Among key concerns, Anandakumar highlights the high household sector exposure of the Malaysian banks for which the loans now account for nearly 55% of banking sector loans.
While the regional thrust is generally encouraged, he is cautions against an excessive emphasis in this regard as not all banks have the financial might and management expertise to successfully pull off their regional expansion aspirations.
Indonesia's banking sector, and to a certain extent that of China and Singapore, offer opportunities for higher loans growth.
“The relatively higher margins and larger markets in these regional markets, particularly in Indonesia, will to some extent, offset the margin compression trend in the Malaysian market,” says Promod.
“Malaysian banks will also be seen aggressively reaching into Indonesia through their respective Islamic banking franchises, which would provide a competitive edge over international banks operating in Indonesia,” he adds.

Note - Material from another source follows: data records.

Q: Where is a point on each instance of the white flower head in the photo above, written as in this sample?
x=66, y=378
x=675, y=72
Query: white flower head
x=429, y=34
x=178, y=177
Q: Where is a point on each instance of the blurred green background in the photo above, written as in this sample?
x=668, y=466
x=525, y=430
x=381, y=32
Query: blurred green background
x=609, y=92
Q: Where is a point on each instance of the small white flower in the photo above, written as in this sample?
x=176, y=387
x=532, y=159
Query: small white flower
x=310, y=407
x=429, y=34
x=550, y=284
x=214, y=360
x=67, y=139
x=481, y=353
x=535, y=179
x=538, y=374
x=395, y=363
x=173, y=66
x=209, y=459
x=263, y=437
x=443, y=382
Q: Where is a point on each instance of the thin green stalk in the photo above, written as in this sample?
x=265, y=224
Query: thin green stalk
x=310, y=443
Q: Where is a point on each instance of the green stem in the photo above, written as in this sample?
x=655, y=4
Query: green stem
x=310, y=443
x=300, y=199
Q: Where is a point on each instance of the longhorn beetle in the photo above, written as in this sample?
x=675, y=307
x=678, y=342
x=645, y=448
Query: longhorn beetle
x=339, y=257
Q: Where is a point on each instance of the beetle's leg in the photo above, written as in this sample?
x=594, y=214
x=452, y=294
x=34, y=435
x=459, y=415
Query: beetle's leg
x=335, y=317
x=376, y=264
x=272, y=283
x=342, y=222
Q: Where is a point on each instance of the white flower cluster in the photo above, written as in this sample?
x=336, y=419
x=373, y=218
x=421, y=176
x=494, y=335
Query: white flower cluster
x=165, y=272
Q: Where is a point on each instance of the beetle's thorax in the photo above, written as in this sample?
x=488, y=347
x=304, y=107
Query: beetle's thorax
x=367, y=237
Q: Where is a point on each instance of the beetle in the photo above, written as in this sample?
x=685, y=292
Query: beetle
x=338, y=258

Chia notes that the rise of China and India will continue to drive global growth going forward.
However, she points out that China's move to tighten monetary policy further to cool an overheating economy and its impact on growth and regional trade will be closely watched.
“A major downside risk this year would be the ability of European countries to roll over maturing debt in the face of declining creditworthiness,” she says, adding that foreign exchange volatility is an increasing dimension to consider by all financial institutions and businesses.
“The worldwide quantitative easing has increased the movements of funds to Asia and the Far East regions. We need to understand the implications to the liquidity in the system and asset prices across the board,” she cautions.